Ao termino da argumentação de Legolas o rei suspirou ruidosamente. Não estava muito satisfeito com o filho. A verdade é que não era a resposta que desejava ouvir. – Eu entendo, Legolas, mas isso não significa que aceite essa sua decisão de ir para Ithilien. Tenho certeza que discutiremos mais este assunto. Não pense que o dou por encerrado, capitão. No entanto, desejo que os Valar o acompanhe. Que Yavanna o auxilia nesta tarefa que você optou por acolher. – rendeu-se o elfo, aproximando do filho e segurando-o pelos ombros com força.
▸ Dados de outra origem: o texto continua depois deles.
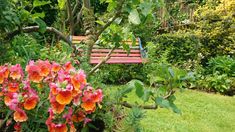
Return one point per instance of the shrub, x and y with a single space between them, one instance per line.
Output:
222 65
181 47
121 73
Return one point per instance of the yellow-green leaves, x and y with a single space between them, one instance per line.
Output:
134 17
61 4
37 3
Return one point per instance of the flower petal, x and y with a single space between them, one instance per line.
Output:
64 97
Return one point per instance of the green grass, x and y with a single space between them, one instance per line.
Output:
201 112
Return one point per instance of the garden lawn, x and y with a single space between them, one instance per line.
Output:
201 112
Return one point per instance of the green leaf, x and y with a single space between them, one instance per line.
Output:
146 8
162 102
100 22
171 72
134 17
146 96
38 15
61 4
42 25
112 5
37 3
139 88
175 108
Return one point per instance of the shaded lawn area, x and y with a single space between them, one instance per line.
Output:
201 111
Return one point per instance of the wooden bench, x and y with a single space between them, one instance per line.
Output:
119 56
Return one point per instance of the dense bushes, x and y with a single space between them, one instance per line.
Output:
121 73
180 47
218 76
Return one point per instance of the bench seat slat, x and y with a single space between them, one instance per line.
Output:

Debatia-se por dentro. Queria abençoar o filho em sua empreitada ao mesmo tempo em que queria tomá-lo a força nos braços e levá-lo para casa. Não lhe agradava mais uma separação na família. – Mas gostaria que antes de iniciar todos esses planos, viajasse comigo para a floresta. Você precisa vê-la. Apenas algumas semanas. Considere este meu pedido. Retorne a Eryn Lasgalen comigo antes do inverno, por favor.

- Não se preocupe em insistir, Ada. Repito que anseio muito em retornar e ver o que meus queridos amigos me contaram hoje. A floresta explode em vida novamente. Quero vê-la. – respondeu o elfo, segurando os braços do pai com força, como se com aquele gesto assegurasse sua decisão.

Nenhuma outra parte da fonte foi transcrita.